Federal Aviation Administration (FAA) officials failed to reduce costs and improve efficiency because their most vital programs are consistently over budget and behind schedule, according to a government watchdog.
FAA’s productivity has decreased and its costs have risen over the past two decades, even though the agency made internal changes that were supposed to have the opposite effect, the Department of Transportation Inspector General said in a report made public Wednesday.
“While FAA has implemented the provisions of past reform legislation, these efforts have not achieved anticipated cost savings and operational efficiencies,” the report said. “Costs continue to rise while operational productivity has declined.”
In fact, FAA’s budget nearly doubled from $8.1 billion to nearly $16 billion between 1996 and 2012, but its “workforce remained relatively constant,” and “the number of air traffic facilities the agency operates has not changed since 2000,” the report said.
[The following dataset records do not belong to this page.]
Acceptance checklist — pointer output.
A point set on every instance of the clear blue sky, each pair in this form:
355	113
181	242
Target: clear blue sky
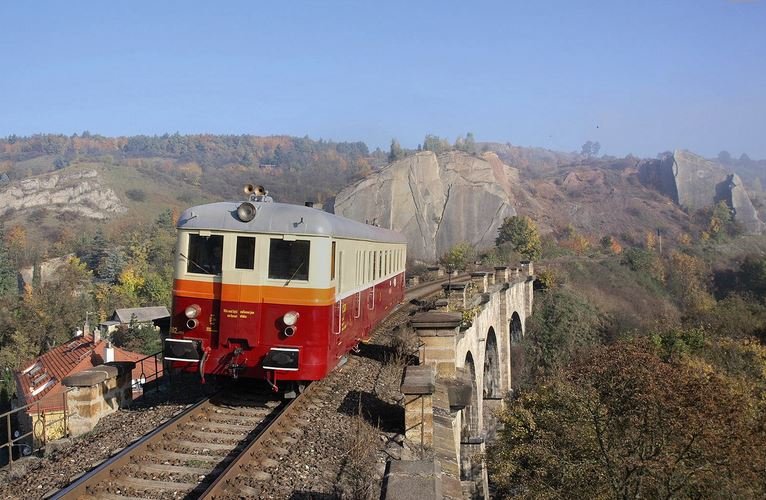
639	76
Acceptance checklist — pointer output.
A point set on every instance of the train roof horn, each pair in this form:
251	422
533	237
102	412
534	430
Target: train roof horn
257	193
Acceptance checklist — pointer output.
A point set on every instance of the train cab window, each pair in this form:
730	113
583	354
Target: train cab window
205	254
245	252
332	262
289	260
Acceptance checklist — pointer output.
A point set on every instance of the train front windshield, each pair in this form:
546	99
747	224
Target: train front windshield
289	260
205	254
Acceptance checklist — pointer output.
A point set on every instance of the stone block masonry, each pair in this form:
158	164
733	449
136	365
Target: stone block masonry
97	392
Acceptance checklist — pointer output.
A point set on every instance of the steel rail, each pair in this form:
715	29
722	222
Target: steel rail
78	487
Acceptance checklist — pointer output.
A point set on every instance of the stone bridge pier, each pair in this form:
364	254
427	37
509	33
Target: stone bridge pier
465	371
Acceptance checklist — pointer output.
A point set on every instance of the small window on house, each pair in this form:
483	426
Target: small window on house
245	252
205	254
289	260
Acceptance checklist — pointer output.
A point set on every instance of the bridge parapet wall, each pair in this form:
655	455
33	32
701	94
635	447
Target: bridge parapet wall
468	359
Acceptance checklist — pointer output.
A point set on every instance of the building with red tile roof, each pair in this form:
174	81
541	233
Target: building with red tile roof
40	380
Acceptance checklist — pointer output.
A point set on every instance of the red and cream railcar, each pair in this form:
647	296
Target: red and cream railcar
277	292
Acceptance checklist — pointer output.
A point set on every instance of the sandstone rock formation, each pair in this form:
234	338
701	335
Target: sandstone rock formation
82	192
694	183
435	201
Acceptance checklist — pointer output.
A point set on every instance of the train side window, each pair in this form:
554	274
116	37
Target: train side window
332	262
289	260
205	254
245	252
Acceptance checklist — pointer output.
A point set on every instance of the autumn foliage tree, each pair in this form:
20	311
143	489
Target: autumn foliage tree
521	232
623	423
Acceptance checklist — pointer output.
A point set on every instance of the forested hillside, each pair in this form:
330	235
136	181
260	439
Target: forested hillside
295	169
643	372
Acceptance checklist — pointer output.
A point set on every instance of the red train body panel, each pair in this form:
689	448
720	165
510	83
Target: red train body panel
252	301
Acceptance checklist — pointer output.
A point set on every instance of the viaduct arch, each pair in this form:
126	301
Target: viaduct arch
464	375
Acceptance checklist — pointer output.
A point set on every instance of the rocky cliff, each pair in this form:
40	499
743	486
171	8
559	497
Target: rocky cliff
435	201
694	182
82	192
“FAA’s disappointing reform outcomes are largely the result of the agency’s failure to take full advantage of its authorities when implementing new personnel systems, and not using business-like practices to improve its operational efficiency and cost effectiveness,” the report said.
FAA, for example, created an accounting system, but officials don’t regularly analyze it to reduce costs or improve productivity. Also, FAA’s organizational culture, “has been resistant to change.”
The report said “major projects continue to experience problems that delay the introduction of new technologies.” For example, “The multi-billion dollar En Route Automation System has experienced delays of nearly 4 years and cost growth of over $400 million.”
The FAA’s failure to launch the En Route Automation System (ERAM) had a “cascading effect” and nearly caused a “catastrophic” failure, The Daily Caller News Foundation previously reported.
ERAM is part of the FAA’s Next Generation Air Transportation System – better known as NextGen – which has faced “several underlying and systemic issues – including overambitious plans, shifting requirements, software development problems, ineffective contract and program management, and unreliable cost and schedule estimates,” the report said.
The FAA IG riddled its report with examples of NextGen projects that were delayed for years and skyrocketed in costs, as TheDCNF previously reported.
“Historically, FAA has committed to overambitious testing schedules involving simultaneous development and deployment that became untenable when technical difficulties with software arose,” the report said. Meanwhile, FAA’s reports on such projects “masks many past cost, schedule, and other performance problems.”